For almost four decades, the U.S. has recognized October as Breast Cancer Awareness Month to spotlight the disease and funding for research on breast cancer diagnoses, treatments and prevention.
According to the Centers for Disease Control and Prevention, one in eight women in the U.S. will get breast cancer in her lifetime. This Breast Cancer Awareness Month, prevention by reducing exposure to harmful chemicals should be top of mind.
The Covid-19 pandemic disrupted breast cancer screenings and mammograms – the National Cancer Institute estimated that mammograms declined by 80 percent in 2020. This is concerning, since breast cancer is on the rise, especially among young women.
Recent studies have linked environmental exposures to breast cancer. By better understanding the role of risk factors like lifestyle choices and chemical exposures in the development of breast cancer, prevention strategies can lower the risk of developing cancer.
Some endocrine-disrupting chemicals are known to contribute to the development of breast cancer, and are found in the foods we eat and the products we use every day, like personal care products and household cleaners.
Studies suggest these chemicals can alter DNA and interfere with gene expression, which may cause mutations in breast cells and make tissues more susceptible to cancer.
A healthier lifestyle may help reduce the risk of developing breast cancer. Here are some ideas for avoiding exposure to endocrine disruptors.

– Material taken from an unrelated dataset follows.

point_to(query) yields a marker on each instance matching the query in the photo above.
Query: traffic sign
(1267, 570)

It’s important to know what food may contain or be contaminated with endocrine disruptors, so you can avoid them, when possible.
EWG’s Food Scores is a great guide to nutritious grocery store options. The database uses nutrition and ingredient information and processing concerns to generate ratings for more than 80,000 foods. Low scores indicate healthier options, whereas higher ratings raise red flags.
If you’re already at the grocery store, use EWG’s Healthy Living app to scan products as you shop. The app puts Food Scores ratings at your fingertips and makes shopping easier.
A diet heavy in fatty food is linked to a higher risk of many diseases, like cancer. The fat cells in the body produce estrogen, and high levels of estrogen are associated with the development of breast cancer.
Fruits and vegetables are part of a healthy diet. Pesticide residues are one way endocrine disruptors can enter the body. Some pesticides, like atrazine and organophosphates, may interfere with the hormone system. Buy organic when you can to limit pesticide exposure – consult EWG’s Shopper’s Guide to Pesticides in Produce™, which ranks produce based on its pesticide residues.
Organic foods may not always be an option due to cost and availability, so choose from EWG’s Clean Fifteen™ of produce with the lowest pesticide residues, and try to limit consumption of the produce on the Dirty Dozen™ list of items with the highest residues.
Some chemicals in food may also lead to weight gain and obesity, which raises the risk for cancer. These chemicals, called obesogens, can be found in many highly processed foods. They are more likely to contain a range of harmful chemicals, like artificial sweeteners, high-fructose corn syrup, preservatives and artificial flavorings and colorings. During processing and packaging, these foods may also become contaminated with other harmful chemicals, like the toxic “forever chemicals” known as PFAS.
Personal care products
Hormone-disrupting chemicals are added to many of the personal care products people use every day. Some common endocrine disruptors include PFAS, parabens and phthalates. It’s essential to lower overall exposures to these chemicals.
EWG’s Skin Deep® database provides hazard ratings for nearly 90,000 personal care products. Products and ingredients are rated on a scale of one to 10, from low to high hazard, to make it easier to choose products with fewer hormone-disrupting chemicals.
You can also look on Skin Deep for personal care products that carry the EWG VERIFIED™ mark. These products are free from EWG’s chemicals of concern and meet our strictest criteria for your health.
A recent intervention studied 50 Hispanic women and their exposure to endocrine-disrupting chemicals such as phthalates and cyclosiloxanes. The researchers found that household cleaners may be a significant source of exposure to endocrine disruptors. Measuring by air concentrations, they found switching from standard cleaning products to products that rated well in EWG’s Guide to Healthy Cleaning and EPA’s Safer Choice program led to a big decrease in exposure to these chemicals and to carcinogens.
It may be tough for consumers to decode complicated labels to find green cleaners. Companies greenwash – or make false environmental claims about – their products by slapping terms like “non-toxic” and “natural” on labels. But marketing claims aren’t regulated, and definitions often vary widely by company.
EWG’s cleaners database rates more than 2,500 cleaning products, based on ingredient hazards and transparency. You can also look for the EWG VERIFIED mark on household cleaning products, which meet EWG’s strictest standards.